In addition to having some very large errors, we can also see that most of the errors are negative numbers. Ideally, we want our errors to be evenly distributed either side of zero - we want our line to best fit the data, i.e. no bias.
   
We can measure the overall error of the fit by calculating the **Residual Sum of Squares**:
   
$$RSS = \sum_{i=1}^n(y_i-\hat{y}_i)^2$$

The RSS finds the difference between the y-value of each data point and our estimated line (which may be either negative or positive), squares the difference, and then adds all the differences up. In other words, it's the sum of the squares of all the errors we calculated before.

In [None]:
print("Residual sum of squares:", (errors ** 2).sum())
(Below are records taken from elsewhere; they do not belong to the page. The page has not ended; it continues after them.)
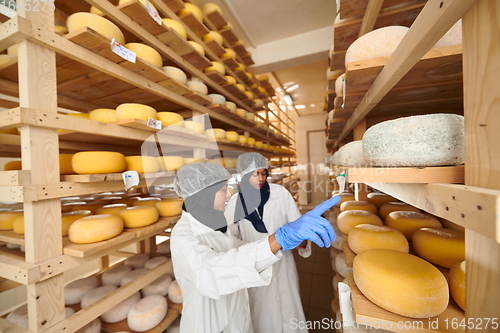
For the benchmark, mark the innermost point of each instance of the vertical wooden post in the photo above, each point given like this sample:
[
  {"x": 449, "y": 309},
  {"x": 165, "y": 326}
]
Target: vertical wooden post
[{"x": 481, "y": 65}]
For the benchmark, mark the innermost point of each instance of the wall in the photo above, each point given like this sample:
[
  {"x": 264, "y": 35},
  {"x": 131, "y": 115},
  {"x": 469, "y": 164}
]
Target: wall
[{"x": 311, "y": 151}]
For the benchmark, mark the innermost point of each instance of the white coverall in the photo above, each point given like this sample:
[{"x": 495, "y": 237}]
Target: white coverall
[
  {"x": 274, "y": 306},
  {"x": 213, "y": 274}
]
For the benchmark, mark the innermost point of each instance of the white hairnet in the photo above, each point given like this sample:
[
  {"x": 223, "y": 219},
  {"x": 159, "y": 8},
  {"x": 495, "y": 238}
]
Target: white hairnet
[
  {"x": 194, "y": 177},
  {"x": 250, "y": 162}
]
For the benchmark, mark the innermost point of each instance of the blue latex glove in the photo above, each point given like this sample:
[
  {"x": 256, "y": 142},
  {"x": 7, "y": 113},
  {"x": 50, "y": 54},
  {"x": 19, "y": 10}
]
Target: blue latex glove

An RSS value of `867` indicates that the model's predictions are significantly deviating from the actual data points. A high RSS value suggests that the simple linear regression model does not capture the underlying pattern effectively, leading to inaccurate predictions and implying a poor fit between the model and the observed data. However, in this case, the RSS value is high because we guessed the values for `m` and `c`. Instead of doing this, we can employ mathematical techniques to find the optimal value for `m` and `c`, which can significantly enhance model accuracy and fit.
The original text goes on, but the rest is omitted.